Près de trois ans après la signature d'un accord commercial entre le Royaume-Uni et l'Union européenne, le Brexit continue de provoquer des remous. Cette fois, c'est Stellantis, maison mère de Fiat, Peugeot, Citroën et Opel/Vauxhall, qui a remis le dossier sur la table en menaçant mercredi de fermer des usines outre-Manche si Londres et Bruxelles ne rouvrent pas les discussions pour aménager le traité négocié dans la douleur en décembre 2020.

Le constructeur qui dispose de deux principaux sites outre-Manche se dit préoccupé par le durcissement des "règles d'origine" pour les fabricants de véhicules électriques à compter de 2024, comme le prévoit l'accord commercial post-Brexit.

45% des pièces originaires de l'UE ou du Royaume-Uni

Concrètement, ces règles techniques stipulent qu'une voiture exportée du Royaume-Uni vers l'Union européenne (ou inversement) peut être exemptée de droits de douane à condition que les fabricants soient en mesure de prouver qu'une part non négligeable des pièces composant le véhicule sont elles-mêmes originaires du Royaume-Uni ou de l'Union européenne.

Ce seuil est par exemple fixé à 55% pour les véhicules thermiques. Les fabricants de voitures électriques bénéficient eux d'une tolérance, le temps de constituer une filière de batteries en Europe. Actuellement, ils doivent prouver, documents à l'appui, que 40% de la valeur des pièces de leurs véhicules viennent d'outre-Manche ou du bloc des 27.

Mais ce seuil doit passer à 45% dès le 1er janvier prochain (puis à 55% en 2027). Problème: les batteries, qui peuvent parfois représenter jusqu'à la moitié du coût d'un véhicule, viennent encore essentiellement d'Asie, l'Europe n'ayant encore que très peu d'usines de fabrication en service sur son sol.

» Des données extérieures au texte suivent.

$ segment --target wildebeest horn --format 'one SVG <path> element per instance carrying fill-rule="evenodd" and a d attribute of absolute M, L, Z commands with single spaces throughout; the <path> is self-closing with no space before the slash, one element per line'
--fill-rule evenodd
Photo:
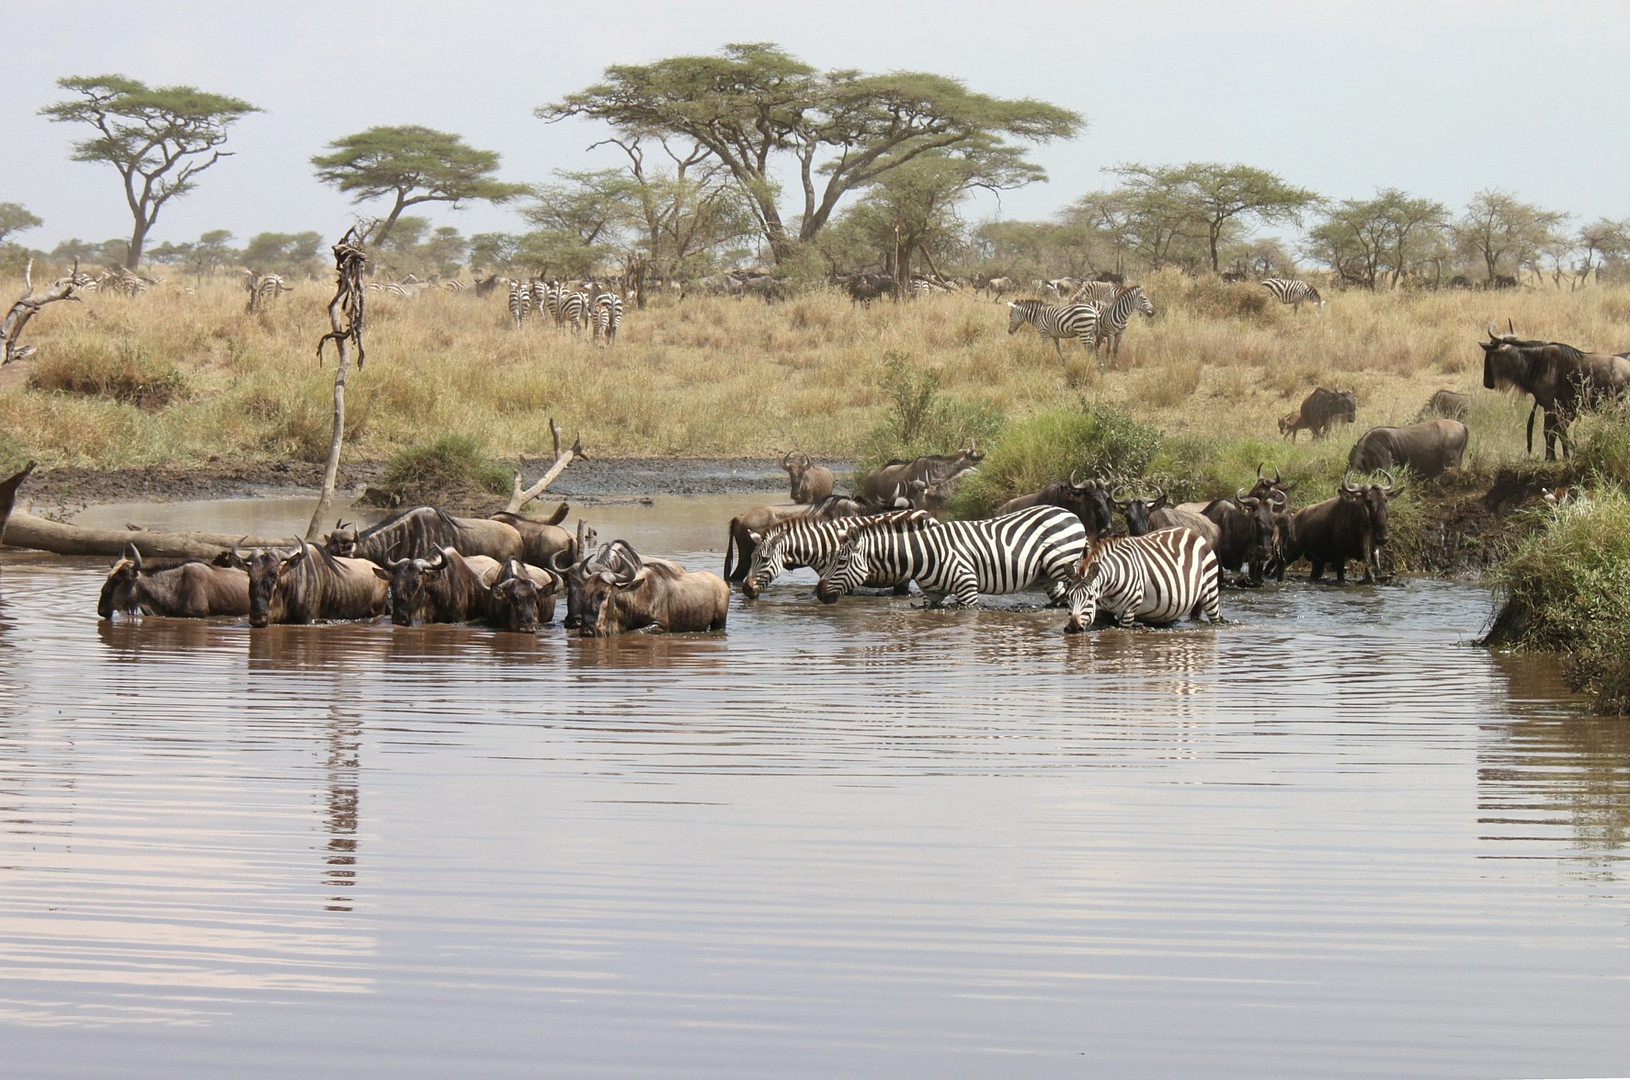
<path fill-rule="evenodd" d="M 791 463 L 792 463 L 792 451 L 788 450 L 785 454 L 781 455 L 781 467 L 783 469 L 785 469 Z"/>
<path fill-rule="evenodd" d="M 1256 478 L 1258 480 L 1262 479 L 1262 466 L 1264 466 L 1266 464 L 1267 464 L 1266 461 L 1259 461 L 1259 462 L 1256 463 Z"/>
<path fill-rule="evenodd" d="M 801 465 L 802 467 L 806 468 L 806 469 L 809 468 L 809 455 L 808 454 L 799 454 L 798 455 L 798 464 Z"/>
<path fill-rule="evenodd" d="M 1357 490 L 1359 490 L 1358 485 L 1354 484 L 1352 482 L 1352 479 L 1351 479 L 1352 475 L 1353 475 L 1353 472 L 1352 472 L 1351 469 L 1349 469 L 1346 472 L 1341 474 L 1341 490 L 1343 490 L 1343 491 L 1357 491 Z"/>
<path fill-rule="evenodd" d="M 1392 478 L 1392 470 L 1391 469 L 1382 469 L 1381 470 L 1381 475 L 1387 478 L 1386 486 L 1384 486 L 1381 490 L 1382 491 L 1391 491 L 1393 484 L 1397 483 L 1397 481 L 1395 481 Z"/>
<path fill-rule="evenodd" d="M 243 552 L 239 551 L 238 547 L 247 539 L 249 539 L 249 535 L 245 533 L 243 536 L 238 537 L 238 542 L 236 544 L 232 545 L 232 557 L 237 559 L 239 562 L 243 562 Z"/>
<path fill-rule="evenodd" d="M 1116 484 L 1115 487 L 1109 493 L 1109 501 L 1114 503 L 1118 508 L 1120 508 L 1122 510 L 1125 510 L 1128 506 L 1132 505 L 1132 500 L 1131 499 L 1124 499 L 1123 500 L 1120 497 L 1121 492 L 1125 491 L 1125 490 L 1126 490 L 1126 485 L 1125 484 Z"/>
<path fill-rule="evenodd" d="M 1245 489 L 1244 488 L 1240 488 L 1239 490 L 1234 492 L 1234 501 L 1235 502 L 1241 502 L 1241 503 L 1245 501 Z"/>
<path fill-rule="evenodd" d="M 1074 469 L 1070 470 L 1070 486 L 1073 487 L 1073 488 L 1078 488 L 1078 487 L 1081 486 L 1080 482 L 1077 481 L 1076 478 L 1075 478 L 1075 470 Z"/>
<path fill-rule="evenodd" d="M 561 562 L 561 559 L 563 558 L 566 560 L 565 562 Z M 571 557 L 571 552 L 567 551 L 565 548 L 553 552 L 549 556 L 548 568 L 557 574 L 564 574 L 566 571 L 570 570 L 573 565 L 574 563 Z"/>
<path fill-rule="evenodd" d="M 141 569 L 141 548 L 137 547 L 135 544 L 126 544 L 125 558 L 129 559 L 131 564 L 135 566 L 137 570 Z"/>
<path fill-rule="evenodd" d="M 1490 341 L 1499 341 L 1500 340 L 1499 332 L 1494 329 L 1494 320 L 1493 319 L 1489 320 L 1489 340 Z"/>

Les constructeurs européens rejoignent Stellantis

Résultat, les constructeurs européens et surtout britanniques -qui exportent 80% de leurs véhicules vers l'UE- ne parviendront sans doute pas à échapper aux droits de douanes. Si le coût de la fabrication de véhicules électriques au Royaume-Uni devient non compétitif et non durable", notamment par rapport aux voitures venues du Japon et de Corée du Sud ou fabriquées dans l'UE, les activités au Royaume-Uni "vont fermer", a mis en garde Stellantis, évoquant un risque de "désavantage concurrentiel majeur" sur les voitures électriques.

Le constructeur a précisé aux députés britanniques qu'il pensait initialement être en mesure de respecter la limite de 45% de pièces produits localement. Mais l'inflation a visiblement changé la donne.

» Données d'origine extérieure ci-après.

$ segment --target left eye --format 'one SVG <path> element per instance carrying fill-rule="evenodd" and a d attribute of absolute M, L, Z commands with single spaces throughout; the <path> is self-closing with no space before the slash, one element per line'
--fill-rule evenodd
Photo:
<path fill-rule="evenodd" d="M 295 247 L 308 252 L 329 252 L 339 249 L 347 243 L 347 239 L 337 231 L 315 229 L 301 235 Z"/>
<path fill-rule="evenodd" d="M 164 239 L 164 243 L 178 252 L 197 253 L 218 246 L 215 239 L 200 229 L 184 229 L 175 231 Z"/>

"Les prix des matières premières qui ne sont pas originaires (de l'UE ou du Royaume-Uni) augmentent considérablement, de sorte que nous sommes désormais incapables de respecter ces règles d'origine", a reconnu le groupe automobile.

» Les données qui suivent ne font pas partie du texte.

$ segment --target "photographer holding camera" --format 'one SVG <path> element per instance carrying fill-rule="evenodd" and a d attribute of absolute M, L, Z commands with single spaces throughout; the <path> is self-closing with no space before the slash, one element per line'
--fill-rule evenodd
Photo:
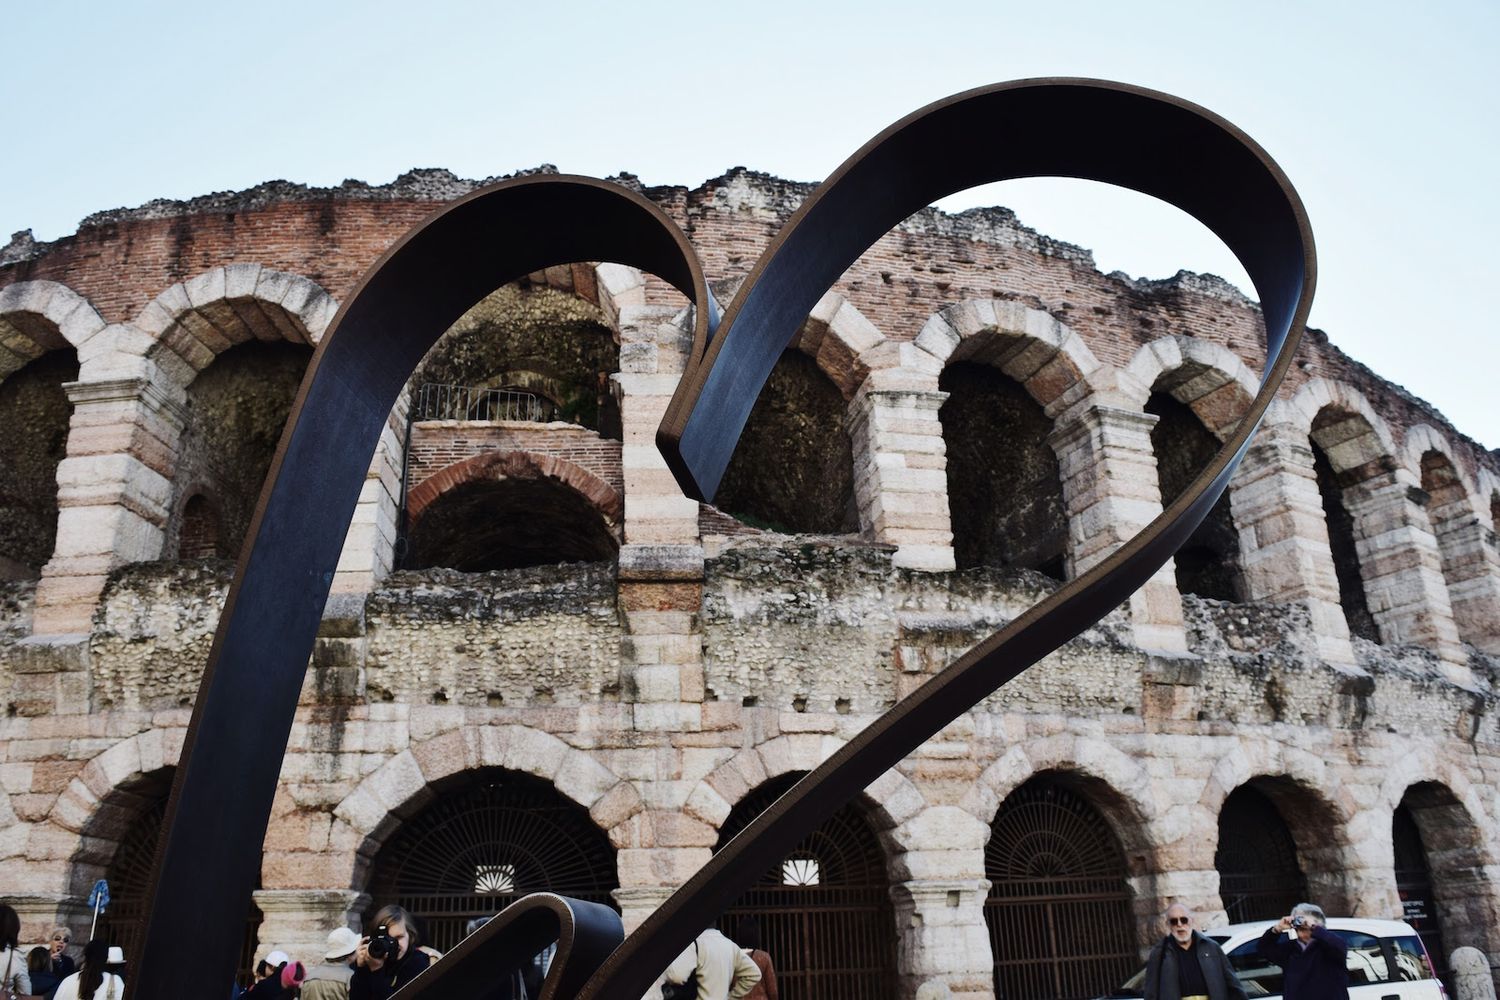
<path fill-rule="evenodd" d="M 427 968 L 431 959 L 418 951 L 411 914 L 392 903 L 371 922 L 373 933 L 354 950 L 349 1000 L 386 1000 Z"/>
<path fill-rule="evenodd" d="M 1327 923 L 1321 908 L 1298 903 L 1260 936 L 1256 952 L 1286 973 L 1286 1000 L 1349 1000 L 1349 945 Z"/>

Les constructeurs allemands lui ont emboîté le pas. Dans un communiqué publié jeudi, la VDA (Union de l'industrie automobile allemande) qui regroupe BMW, Mercedes-Benz, Porsche ou encore Volkswagen a estimé qu'il était "maintenant urgent d'ajuster" l'accord sur le Brexit car les tarifs douaniers représenteraient "un désavantage concurrentiel important pour l'industrie automobile européenne par rapport à ses concurrents asiatiques sur le si important marché britannique", ajoutant que les droits de douanes ralentirait par ailleurs la transition du thermique vers l'électrique.

Les constructeurs en appellent à la Commission européenne

Même constat du côté de l'Association des constructeurs européens d'automobiles (Acea) qui demande "à la Commission européenne de prolonger la prériode d'application progressive des règles d'origine pour les batteries au-delà de janvier 2024, car la mise en place d'une chaîne d'approvisionnement de batteries entièrement intégrée en Europe ne va tout simplement pas assez vite pour rester en ligne avec des règles plus contraignantes".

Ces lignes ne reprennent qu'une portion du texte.